Infolge einer Krebserkrankung hatte der Beklagte mit Bescheid vom 5. September 2005 beim Kläger einen GdB von 80 festgestellt
und dem die Funktionsbeeinträchtigung "Magenerkrankung, Verlust des Magens" zugrunde gelegt. Hierbei kündigte er eine Nachprüfung
wegen zu erwartender Heilungsbewährung für den Mai 2009 an und befristete die Gültigkeit des dem Kläger auszustellenden Schwerbehinderten-Ausweises
bis November 2009.
Mit Schreiben vom 24. Februar 2010 teilte der Beklagte dem Kläger mit, nach den durchgeführten Ermittlungen seien Rückfälle
nicht aufgetreten und der Gesundheitszustand habe sich insoweit stabilisiert. Die für die Dauer der Heilungsbewährung zusätzlich
bewerteten Umstände beeinflussten den GdB daher nicht mehr und es sei eine Veränderung in den tatsächlichen Verhältnissen
eingetreten. Er beabsichtige daher, den Bescheid vom 5. September 2005 "entsprechend aufzuheben" und durch einen neuen Bescheid
zu ersetzen, durch den der GdB auf 30 gesenkt werde.
Mit Bescheid vom 27. August 2010 stellte der Beklagte fest, der GdB betrage 30 und verfügte zugleich, der Bescheid vom 5.
September 2005 werde entsprechend aufgehoben. Zur Begründung führte er aus, es habe eine Zeit der Heilungsbewährung abgewartet
werden müssen, für die der GdB höher angesetzt worden sei. Unterdessen werde der GdB für die Gesundheitsstörung nur noch von
dem verbliebenen Organ- oder Gliedmaßenschaden bzw. von der verbliebenen Leistungsbeeinträchtigung bestimmt. Einen dem Datum
nach oder sonst näher umschriebenen Zeitpunkt für das Wirksamwerden der Entscheidung nannte der Beklagte in seinem Bescheid
nicht.
Den hiergegen gerichteten Widerspruch des Klägers wies der Beklagte mit Widerspruchsbescheid vom 8. Februar 2011 zurück, benannte
allerdings auch im Widerspruchsbescheid keinen näher umschriebenen Zeitpunkt für das Wirksamwerden der Absenkungsentscheidung.
Zur Begründung zitierte er § 48 SGB X dahingehend, dass ein Verwaltungsakt mit Dauerwirkung für die Zukunft aufzuheben sei, soweit in den tatsächlichen oder rechtlichen
Verhältnissen, die beim Erlass des Verwaltungsaktes mit Dauerwirkung vorgelegen haben, eine wesentliche Änderung eintritt.
Mit der am 8. März 2011 erhobenen Klage hat sich der Kläger gegen die Absenkung des GdB gewährt, soweit dieser auf einen Wert
unter 50 herabgesetzt wurde. Das Sozialgericht Potsdam hat die Klage mit Bescheid vom 29. April 2014 abgewiesen und zur Begründung
ausgeführt, beim Kläger habe im maßgeblichen Zeitpunkt der letzten Verwaltungsentscheidung kein höherer GdB als 30 festgestellt
werden können. Wegen der Einzelheiten wird auf das Urteil Bezug genommen.
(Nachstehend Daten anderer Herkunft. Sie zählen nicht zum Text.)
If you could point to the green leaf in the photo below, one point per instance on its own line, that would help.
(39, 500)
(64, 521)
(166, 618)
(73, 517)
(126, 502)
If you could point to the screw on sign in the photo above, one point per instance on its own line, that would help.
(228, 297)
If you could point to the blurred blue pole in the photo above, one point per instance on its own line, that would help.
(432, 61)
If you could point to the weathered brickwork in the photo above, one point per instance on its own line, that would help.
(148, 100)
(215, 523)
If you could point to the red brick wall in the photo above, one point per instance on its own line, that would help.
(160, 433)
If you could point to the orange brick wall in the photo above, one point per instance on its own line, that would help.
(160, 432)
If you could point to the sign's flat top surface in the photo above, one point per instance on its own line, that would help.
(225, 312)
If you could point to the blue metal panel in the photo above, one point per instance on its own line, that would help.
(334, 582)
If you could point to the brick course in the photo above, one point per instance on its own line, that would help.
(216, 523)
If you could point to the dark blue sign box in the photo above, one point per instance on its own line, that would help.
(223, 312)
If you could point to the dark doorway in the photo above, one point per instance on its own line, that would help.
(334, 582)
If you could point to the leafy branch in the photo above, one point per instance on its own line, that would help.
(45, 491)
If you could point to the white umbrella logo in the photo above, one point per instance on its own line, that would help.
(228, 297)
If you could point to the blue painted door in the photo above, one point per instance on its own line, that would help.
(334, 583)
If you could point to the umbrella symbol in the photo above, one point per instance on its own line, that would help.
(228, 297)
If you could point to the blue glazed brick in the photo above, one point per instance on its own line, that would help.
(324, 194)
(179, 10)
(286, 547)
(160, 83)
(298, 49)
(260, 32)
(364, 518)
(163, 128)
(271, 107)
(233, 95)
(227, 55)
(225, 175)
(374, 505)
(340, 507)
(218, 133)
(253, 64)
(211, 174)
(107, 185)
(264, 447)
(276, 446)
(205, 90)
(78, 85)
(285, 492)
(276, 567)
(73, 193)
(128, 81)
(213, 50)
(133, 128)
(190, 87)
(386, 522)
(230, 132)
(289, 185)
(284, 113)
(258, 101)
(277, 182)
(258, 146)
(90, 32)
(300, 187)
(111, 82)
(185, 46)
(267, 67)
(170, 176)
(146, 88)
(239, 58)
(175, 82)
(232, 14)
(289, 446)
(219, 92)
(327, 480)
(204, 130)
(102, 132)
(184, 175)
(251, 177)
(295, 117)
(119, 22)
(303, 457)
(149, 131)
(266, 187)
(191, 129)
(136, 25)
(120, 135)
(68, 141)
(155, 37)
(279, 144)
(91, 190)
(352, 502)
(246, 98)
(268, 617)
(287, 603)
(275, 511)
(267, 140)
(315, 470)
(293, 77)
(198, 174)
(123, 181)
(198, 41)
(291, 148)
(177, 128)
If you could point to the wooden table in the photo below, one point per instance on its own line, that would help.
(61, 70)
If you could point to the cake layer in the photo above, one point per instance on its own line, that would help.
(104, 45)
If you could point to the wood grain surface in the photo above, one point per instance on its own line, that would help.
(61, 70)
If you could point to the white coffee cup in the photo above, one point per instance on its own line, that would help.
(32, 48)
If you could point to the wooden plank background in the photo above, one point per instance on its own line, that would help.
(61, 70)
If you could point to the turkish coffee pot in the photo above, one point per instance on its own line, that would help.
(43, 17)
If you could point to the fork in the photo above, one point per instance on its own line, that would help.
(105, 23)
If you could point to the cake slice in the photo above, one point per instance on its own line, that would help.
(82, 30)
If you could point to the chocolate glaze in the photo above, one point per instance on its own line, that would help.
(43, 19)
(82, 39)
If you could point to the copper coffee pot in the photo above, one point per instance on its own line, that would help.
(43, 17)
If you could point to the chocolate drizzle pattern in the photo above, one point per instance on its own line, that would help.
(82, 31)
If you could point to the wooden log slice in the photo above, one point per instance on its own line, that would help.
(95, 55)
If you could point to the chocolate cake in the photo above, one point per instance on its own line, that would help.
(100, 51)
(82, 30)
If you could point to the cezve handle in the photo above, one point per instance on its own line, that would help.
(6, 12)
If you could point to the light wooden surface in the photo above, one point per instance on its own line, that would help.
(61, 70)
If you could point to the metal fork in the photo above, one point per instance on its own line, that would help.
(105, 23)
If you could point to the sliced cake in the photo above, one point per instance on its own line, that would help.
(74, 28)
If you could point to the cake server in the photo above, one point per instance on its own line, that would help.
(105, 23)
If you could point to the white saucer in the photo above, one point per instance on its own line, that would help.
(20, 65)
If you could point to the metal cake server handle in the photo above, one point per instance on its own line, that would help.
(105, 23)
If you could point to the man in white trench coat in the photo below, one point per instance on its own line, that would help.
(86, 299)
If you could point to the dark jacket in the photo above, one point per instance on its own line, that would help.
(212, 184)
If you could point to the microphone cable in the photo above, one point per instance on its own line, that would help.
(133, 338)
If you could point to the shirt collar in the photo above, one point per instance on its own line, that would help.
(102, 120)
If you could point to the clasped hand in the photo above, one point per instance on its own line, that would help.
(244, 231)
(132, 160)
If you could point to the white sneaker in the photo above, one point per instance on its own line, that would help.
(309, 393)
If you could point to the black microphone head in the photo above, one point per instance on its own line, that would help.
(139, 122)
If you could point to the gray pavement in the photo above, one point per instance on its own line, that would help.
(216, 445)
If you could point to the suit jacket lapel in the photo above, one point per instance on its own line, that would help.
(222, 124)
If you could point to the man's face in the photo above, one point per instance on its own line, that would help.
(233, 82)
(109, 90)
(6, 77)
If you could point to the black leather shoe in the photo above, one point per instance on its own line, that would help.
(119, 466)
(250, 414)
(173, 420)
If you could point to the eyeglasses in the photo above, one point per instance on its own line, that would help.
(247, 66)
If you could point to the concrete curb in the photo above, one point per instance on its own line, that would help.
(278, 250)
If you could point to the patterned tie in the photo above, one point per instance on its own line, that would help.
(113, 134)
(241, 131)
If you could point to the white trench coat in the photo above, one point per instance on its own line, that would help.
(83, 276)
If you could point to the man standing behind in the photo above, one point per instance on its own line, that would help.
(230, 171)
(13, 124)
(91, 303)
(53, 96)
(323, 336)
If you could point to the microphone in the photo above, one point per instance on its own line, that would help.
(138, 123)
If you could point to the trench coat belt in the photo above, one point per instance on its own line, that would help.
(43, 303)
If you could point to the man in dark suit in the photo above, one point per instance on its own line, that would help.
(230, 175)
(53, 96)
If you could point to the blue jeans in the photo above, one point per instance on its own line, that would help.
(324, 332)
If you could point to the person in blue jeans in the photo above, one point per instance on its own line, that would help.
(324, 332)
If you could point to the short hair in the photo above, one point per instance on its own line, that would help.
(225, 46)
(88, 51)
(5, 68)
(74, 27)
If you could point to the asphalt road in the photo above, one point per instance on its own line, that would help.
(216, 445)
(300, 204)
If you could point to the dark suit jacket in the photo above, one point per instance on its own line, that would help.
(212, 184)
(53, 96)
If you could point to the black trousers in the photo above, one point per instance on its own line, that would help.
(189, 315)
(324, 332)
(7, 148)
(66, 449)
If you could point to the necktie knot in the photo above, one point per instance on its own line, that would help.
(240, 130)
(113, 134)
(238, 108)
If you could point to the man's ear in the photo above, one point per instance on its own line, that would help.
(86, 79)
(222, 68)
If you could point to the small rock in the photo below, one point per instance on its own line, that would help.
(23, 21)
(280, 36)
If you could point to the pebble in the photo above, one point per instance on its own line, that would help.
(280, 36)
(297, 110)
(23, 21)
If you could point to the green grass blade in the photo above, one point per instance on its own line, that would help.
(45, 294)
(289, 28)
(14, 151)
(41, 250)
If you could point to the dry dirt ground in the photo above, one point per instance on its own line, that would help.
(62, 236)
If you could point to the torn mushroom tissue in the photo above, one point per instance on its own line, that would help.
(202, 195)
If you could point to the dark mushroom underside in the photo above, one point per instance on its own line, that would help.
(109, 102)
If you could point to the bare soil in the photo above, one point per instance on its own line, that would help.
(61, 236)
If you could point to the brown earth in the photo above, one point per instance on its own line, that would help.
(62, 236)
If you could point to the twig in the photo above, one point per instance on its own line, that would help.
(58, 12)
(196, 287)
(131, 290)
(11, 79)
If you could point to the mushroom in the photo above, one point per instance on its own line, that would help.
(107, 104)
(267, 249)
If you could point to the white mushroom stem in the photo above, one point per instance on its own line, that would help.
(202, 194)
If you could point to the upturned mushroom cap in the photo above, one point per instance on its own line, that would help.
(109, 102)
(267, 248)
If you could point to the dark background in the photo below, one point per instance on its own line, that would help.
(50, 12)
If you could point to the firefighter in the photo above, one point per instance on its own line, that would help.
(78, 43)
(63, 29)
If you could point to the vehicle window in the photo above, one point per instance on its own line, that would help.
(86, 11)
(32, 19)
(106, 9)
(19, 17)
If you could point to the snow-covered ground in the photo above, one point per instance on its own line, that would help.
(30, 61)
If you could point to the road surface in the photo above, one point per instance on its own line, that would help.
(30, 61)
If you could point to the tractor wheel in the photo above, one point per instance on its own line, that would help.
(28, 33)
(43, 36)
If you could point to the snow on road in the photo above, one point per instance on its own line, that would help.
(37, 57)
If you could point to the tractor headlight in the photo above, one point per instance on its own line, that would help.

Mit der hiergegen gerichteten Berufung hat der Kläger sein Begehren weiter verfolgt. Sein Antrag im Berufungsverfahren entspricht
sinngemäß dem Tenor des vorliegenden Urteils.
Der Beklagte beantragt,
die Berufung zurückzuweisen.
Die Beteiligten haben sich übereinstimmend mit einer Entscheidung ohne mündliche Verhandlung durch den Berichterstatter anstelle
des Senates einverstanden erklärt.
Wegen der weiteren Einzelheiten wird auf den gesamten Inhalt der Streitakte sowie des beigezogenen Verwaltungsvorganges des
Beklagten Bezug genommen.
Entscheidungsgründe:
Der Senat konnte ohne mündliche Verhandlung in der Besetzung durch den Berichterstatter über die Berufung entscheiden, weil
sich die Beteiligten mit einer solchen Vorgehensweise einverstanden erklärt haben, §§
153 Abs.
1,
155 Abs.
2 und Abs.
3, §
124 Abs.
2 Sozialgerichtsgesetz (
SGG).
Die zulässige Berufung ist begründet. Das Sozialgericht Potsdam hat die Klage zu Unrecht abgewiesen, denn der angefochtene
Bescheid des Beklagten vom 27. August 2010 in der Gestalt des Widerspruchsbescheides vom 8. Februar 2011 ist rechtswidrig
und verletzt den Kläger in seinen Rechten. Er ist daher aufzuheben, soweit er mit der Klage angefochten ist.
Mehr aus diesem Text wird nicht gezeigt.